I’m currently reading ‘The Fault in our Stars’ and it was only this morning, with less than a chapter to go until the end of the book, I realised the story makes you contemplate mortality. Consequently, here is what ran through my mind on my morning commute.
If you think about it, your existence is quite absurd really. One day you’re just living and you begin on this unfathomable journey of your own personal evolution from baby to toddler to child to adult to elderly person and then all of sudden, you’re not living any more and what happens after that is a mystery. Your life just ends. Everything you’ve known just ends. I suppose the idea is quite petrifying but actually I find the idea of leaving behind those you love to cope with the loss more distressing. I think many of us are caught up in the living of life that we forget to stop and actually realise how wondrous it is to actually be living.

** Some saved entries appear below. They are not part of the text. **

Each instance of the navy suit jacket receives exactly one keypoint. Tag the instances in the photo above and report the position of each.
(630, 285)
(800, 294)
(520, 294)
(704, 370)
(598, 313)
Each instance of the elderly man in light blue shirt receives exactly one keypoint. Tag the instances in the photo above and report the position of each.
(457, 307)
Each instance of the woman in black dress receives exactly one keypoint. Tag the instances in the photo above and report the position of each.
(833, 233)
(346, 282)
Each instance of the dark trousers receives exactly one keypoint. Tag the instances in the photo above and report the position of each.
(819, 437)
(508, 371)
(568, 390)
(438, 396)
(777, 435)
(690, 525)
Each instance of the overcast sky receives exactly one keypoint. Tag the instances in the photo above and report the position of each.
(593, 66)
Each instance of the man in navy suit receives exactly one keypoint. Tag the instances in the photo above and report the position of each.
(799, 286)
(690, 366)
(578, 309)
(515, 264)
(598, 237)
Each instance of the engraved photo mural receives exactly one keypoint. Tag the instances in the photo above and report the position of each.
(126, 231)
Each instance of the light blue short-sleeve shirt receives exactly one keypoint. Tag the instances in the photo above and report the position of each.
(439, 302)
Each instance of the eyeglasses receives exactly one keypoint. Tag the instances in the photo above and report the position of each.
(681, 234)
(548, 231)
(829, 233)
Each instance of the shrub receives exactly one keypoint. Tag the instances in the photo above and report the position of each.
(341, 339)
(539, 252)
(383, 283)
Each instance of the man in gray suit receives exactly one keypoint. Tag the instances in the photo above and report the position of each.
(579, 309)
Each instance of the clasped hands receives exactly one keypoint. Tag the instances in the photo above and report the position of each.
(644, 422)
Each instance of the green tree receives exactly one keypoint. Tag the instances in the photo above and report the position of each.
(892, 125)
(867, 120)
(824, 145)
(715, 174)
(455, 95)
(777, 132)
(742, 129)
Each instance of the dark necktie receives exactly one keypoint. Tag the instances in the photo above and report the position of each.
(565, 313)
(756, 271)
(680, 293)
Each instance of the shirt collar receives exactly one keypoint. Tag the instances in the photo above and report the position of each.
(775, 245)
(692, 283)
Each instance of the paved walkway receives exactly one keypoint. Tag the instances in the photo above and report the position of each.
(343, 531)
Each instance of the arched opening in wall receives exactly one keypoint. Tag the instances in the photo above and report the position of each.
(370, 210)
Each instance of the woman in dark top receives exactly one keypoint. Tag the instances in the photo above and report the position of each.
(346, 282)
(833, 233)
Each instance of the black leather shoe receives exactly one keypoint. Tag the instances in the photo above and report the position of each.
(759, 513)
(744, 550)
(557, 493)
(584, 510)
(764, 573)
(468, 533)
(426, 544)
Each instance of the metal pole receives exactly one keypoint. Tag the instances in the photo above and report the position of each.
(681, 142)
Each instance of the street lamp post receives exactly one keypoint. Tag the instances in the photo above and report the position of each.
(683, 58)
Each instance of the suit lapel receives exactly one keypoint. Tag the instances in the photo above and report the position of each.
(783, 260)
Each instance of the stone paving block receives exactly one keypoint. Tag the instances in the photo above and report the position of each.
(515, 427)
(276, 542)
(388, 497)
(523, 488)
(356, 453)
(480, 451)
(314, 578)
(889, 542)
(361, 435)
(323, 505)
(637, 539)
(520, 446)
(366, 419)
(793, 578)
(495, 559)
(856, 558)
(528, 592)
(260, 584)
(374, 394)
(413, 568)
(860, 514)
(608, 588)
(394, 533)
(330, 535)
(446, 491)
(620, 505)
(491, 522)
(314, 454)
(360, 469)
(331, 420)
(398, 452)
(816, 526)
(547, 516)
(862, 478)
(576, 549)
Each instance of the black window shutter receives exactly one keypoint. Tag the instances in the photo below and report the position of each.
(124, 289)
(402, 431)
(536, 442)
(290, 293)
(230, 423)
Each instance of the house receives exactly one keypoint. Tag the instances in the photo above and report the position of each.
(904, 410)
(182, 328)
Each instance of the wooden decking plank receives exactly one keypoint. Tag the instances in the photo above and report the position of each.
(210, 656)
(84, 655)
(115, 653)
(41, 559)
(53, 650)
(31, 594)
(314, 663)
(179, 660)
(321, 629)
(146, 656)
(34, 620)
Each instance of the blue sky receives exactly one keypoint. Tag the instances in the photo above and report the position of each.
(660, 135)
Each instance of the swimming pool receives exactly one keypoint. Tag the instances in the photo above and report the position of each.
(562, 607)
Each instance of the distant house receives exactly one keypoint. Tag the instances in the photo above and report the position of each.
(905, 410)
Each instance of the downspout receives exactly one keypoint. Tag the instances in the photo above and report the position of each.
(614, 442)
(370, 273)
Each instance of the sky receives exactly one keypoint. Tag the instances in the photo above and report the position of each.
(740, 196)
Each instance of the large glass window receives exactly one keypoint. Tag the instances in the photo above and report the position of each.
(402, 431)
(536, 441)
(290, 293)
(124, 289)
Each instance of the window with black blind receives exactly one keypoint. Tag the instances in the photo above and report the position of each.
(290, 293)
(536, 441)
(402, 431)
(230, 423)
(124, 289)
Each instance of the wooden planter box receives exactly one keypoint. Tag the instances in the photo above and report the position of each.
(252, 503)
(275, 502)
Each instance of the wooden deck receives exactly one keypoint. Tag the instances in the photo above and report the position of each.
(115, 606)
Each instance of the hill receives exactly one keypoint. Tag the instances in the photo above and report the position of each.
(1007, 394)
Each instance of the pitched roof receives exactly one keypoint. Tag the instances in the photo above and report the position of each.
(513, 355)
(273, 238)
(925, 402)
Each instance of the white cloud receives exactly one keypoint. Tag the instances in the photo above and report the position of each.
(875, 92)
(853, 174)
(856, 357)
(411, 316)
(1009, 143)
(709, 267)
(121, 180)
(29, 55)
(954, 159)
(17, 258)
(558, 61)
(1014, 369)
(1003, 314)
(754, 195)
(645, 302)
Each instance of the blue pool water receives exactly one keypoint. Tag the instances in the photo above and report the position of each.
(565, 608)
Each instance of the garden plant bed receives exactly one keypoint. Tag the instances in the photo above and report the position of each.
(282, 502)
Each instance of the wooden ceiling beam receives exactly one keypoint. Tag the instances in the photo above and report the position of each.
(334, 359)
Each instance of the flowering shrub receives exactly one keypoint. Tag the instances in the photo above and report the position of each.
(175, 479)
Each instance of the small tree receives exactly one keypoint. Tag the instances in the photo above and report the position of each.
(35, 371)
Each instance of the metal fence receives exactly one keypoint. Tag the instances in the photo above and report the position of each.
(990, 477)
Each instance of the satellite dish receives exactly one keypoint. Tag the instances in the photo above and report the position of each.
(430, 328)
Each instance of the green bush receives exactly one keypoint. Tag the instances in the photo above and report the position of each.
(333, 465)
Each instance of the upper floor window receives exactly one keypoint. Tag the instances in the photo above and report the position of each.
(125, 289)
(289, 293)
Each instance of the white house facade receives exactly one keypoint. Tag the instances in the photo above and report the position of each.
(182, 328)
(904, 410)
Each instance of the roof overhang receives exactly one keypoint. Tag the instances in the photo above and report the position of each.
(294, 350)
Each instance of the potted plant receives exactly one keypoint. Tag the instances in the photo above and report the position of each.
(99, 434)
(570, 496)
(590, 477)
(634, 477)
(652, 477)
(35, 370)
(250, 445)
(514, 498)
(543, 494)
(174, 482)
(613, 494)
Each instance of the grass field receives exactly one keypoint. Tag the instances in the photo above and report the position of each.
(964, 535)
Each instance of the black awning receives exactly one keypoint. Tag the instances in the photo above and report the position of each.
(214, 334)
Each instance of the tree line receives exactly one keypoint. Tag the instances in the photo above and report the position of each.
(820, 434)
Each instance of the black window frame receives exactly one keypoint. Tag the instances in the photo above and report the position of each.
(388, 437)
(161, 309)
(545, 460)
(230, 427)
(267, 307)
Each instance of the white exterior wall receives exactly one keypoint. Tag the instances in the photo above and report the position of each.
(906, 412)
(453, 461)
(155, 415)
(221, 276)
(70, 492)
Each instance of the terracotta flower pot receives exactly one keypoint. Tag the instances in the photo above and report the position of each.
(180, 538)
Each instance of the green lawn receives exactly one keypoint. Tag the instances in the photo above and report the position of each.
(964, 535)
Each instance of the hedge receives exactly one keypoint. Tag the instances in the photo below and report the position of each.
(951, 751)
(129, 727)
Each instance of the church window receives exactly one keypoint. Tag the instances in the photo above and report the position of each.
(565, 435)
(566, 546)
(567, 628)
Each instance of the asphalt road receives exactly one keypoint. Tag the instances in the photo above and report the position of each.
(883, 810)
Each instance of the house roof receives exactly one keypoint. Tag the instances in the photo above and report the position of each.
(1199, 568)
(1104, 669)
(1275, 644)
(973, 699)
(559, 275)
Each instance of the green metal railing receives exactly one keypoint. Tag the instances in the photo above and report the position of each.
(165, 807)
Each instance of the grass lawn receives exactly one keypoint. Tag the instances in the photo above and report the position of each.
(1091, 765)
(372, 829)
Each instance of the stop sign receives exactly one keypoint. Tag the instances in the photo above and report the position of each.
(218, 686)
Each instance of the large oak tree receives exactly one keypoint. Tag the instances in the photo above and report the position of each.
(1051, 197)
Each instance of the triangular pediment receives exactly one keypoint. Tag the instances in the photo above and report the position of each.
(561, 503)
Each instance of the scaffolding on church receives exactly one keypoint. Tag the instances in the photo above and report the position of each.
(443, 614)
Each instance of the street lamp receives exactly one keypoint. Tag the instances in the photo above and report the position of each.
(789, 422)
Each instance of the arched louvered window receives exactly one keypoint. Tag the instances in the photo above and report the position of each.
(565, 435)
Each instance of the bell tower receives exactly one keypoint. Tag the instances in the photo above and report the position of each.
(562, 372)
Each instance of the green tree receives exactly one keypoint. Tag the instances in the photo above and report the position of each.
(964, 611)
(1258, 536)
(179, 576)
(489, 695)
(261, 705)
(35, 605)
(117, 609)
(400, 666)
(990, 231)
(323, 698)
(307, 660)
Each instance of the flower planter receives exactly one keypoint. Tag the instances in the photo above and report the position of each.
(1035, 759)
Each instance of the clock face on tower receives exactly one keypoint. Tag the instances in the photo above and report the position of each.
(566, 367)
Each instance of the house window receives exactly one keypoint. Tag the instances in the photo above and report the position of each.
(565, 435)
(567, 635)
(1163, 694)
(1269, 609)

Funnily enough one of my favourite books which I’ve read at least 3 or 4 times stresses this point and yet I’ve never actually taken note of it. I suppose one day (perhaps while reading a book about mortality) it hits you; how strange it is that you’re alive, that you have a life, with people you love and that hopefully love you, your own little world so to speak. And there’s billions of these lives existing simultaneously on this strange planet which we all inhabit. I’m not quite sure why it took reading ‘The Fault in Our Stars’ for that to blow my mind, but it does. It was a very odd feeling to experience this morning on the tube, it felt like I was suddenly very self aware of my humanity and existence and life and what that life would mean and who it would mean something to and how long it would last. I suppose I was just suddenly very aware of my mortality and I found that quite perplexing.